The NED canonical name can be established directly by query NED by hand, using astroquery in python

   from astroquery.ned import Ned
   (Ned.query_object('NGC 598'))['Object Name'].data.data[0]

The IDL astrolib routine querysimbad.pro should also provide the correct canonical name. Finally, a direct URL search, which returns parsable XML will work: http://ned.ipac.caltech.edu/cgi-bin/nph-objsearch?%20extend=no&of=xml_main&objname=NGC+598

The preferred name is the first TD entry in the returned XML. Multiple objects in the same file could be handled by soft links.

Survey metadata information

Each directory in the ./data/ and ./derived/ hierarchy will have a SurveyName_README.txt file (e.g., THINGS_README.txt where THINGS is also the directory name), which briefly explains where the data are from (URLs are great), what they represent, plus caveats and warnings as necessary. If certain metadata are missing from the FITS files but applicable for all files in the directory, they should be specified at the beginning of the README file and separated from the rest of the file by a single line containing three hyphens (---). Each line needs to be parseable as the structure KEYWORD = VALUE where the KEYWORD is the FITS (style) keyword, the VALUE is read as a string and the separator is =. String VALUES representing numbers should cast to their appropriate types in IDL and Python. Metadata specified in the README will be superseded by metadata in the actual files. For example, THINGS_README.txt might have the structure:

BUNIT = K
BMAJ = 4.1667e-3
BMIN = 4.1667e-3
BPA = 0.0
CUNIT3 = Hz
VERSION = 20160601
CURRENT = True 
---
The HI Nearby Galaxy survey data by Walter et al. (2008), AJ, 136, 2563.  VLA survey of nearby galaxies in 21-cm line emission.
URL: http://www.mpia.de/THINGS/Data.html

There are the opportunities to add other keywords here.

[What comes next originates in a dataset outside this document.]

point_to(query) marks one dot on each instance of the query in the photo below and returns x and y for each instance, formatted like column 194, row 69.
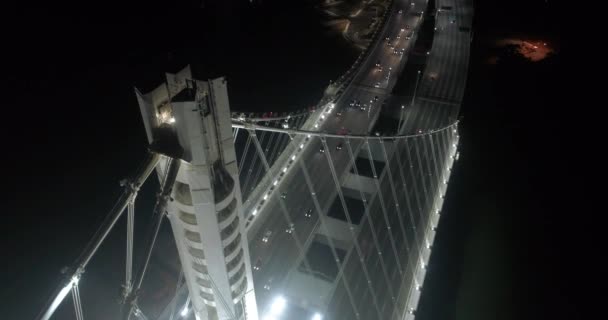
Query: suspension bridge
column 323, row 213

  • Species / transition / type: MAPTYPE = CO(1-0) or MAPTYPE = CONTINUUM
  • Representative uncertainties: REPUNC = 1.5e-1
  • PSF descriptions for convolution: PSFTYPE = SPIRE250 or PSFTYPE = GAUSSIAN

Description of FITS file extensions should be given.

Versioning of the data

Initially, we will maintain a simple versioning of the data and derived products. The most up-to-date version of a survey or files will simply have the survey name. Products that have been superseded will have the directory name appended with the VERSION date.

The VERSION and CURRENT keywords in the README file are mandatory and should be the date of generation for the data product. If no version date is given, it will be supplied as the date of ingest into the database. The CURRENT keyword is a boolean flag that indicates whether a given dataset is the most up-to-date product and this will be inserted into the index file.

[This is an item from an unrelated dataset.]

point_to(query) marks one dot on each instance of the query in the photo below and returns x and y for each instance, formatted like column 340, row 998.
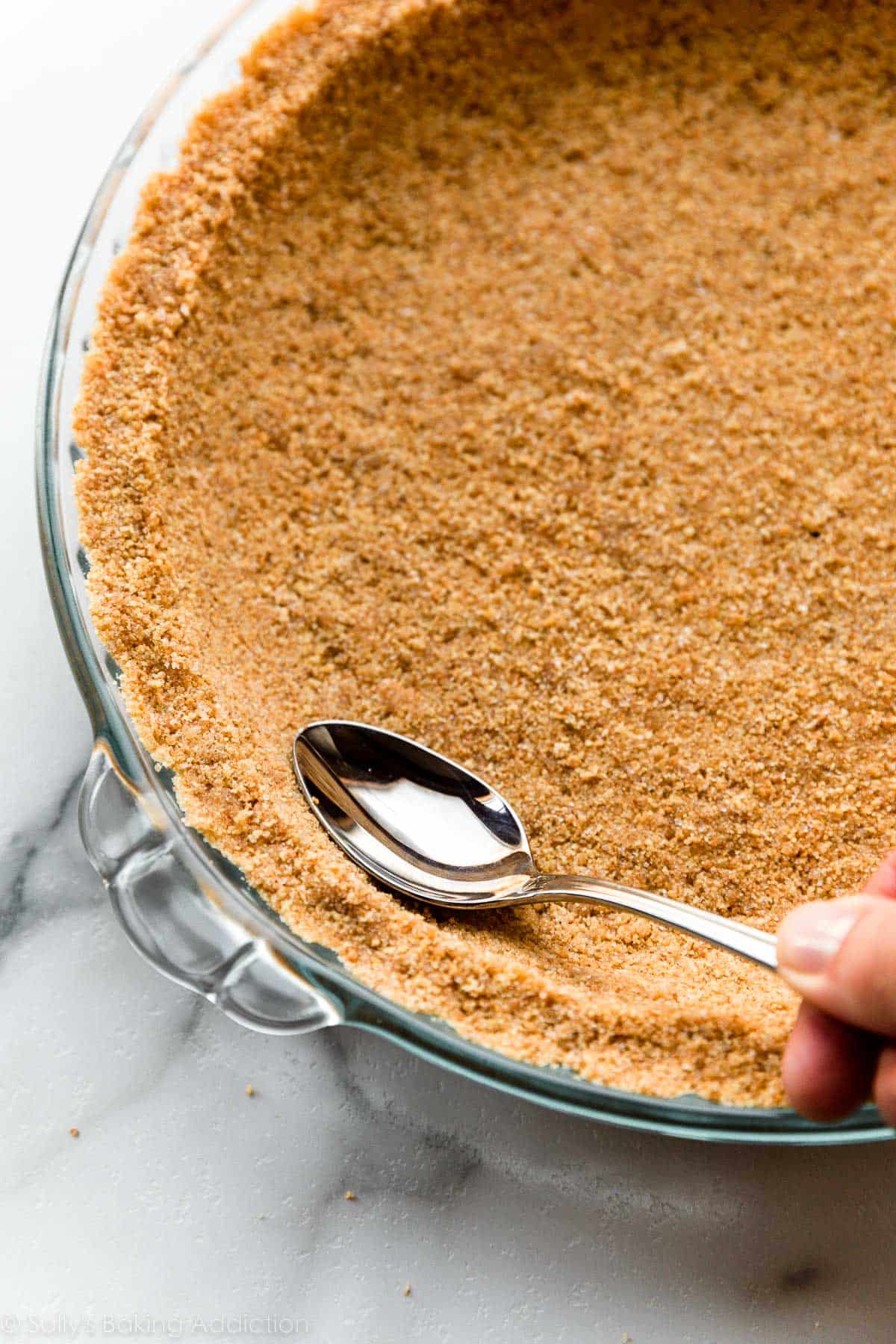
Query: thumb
column 841, row 957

Uncertainty information (suggestion)

Since summary products of the data and understanding the quality of the data in each file requires understand the noise level, it would be ideal to add keyword information to the headers that captures the uncertainty in each file. This would probably mean making up a FITS keyword (REPUNC for representative uncertainty), or adding a HISTORY card. Alternatively, this could be described in keyword-value basis in the README file.

Uncertainty maps should be specified by including _error in the file name, preferably immediately before the .fits.

./derived/ data products

The derived hierarchy should contain the information that can be deduced from the sky brightness images in the data subject to physical models or data processing. Considering spectral line data cubes, the data cube would be in data and the (masked) moment maps would sit in derived. Data in derived have the same minimum FITS standards as in the data directory but likely would have a larger fraction of the information specified in their respective README files.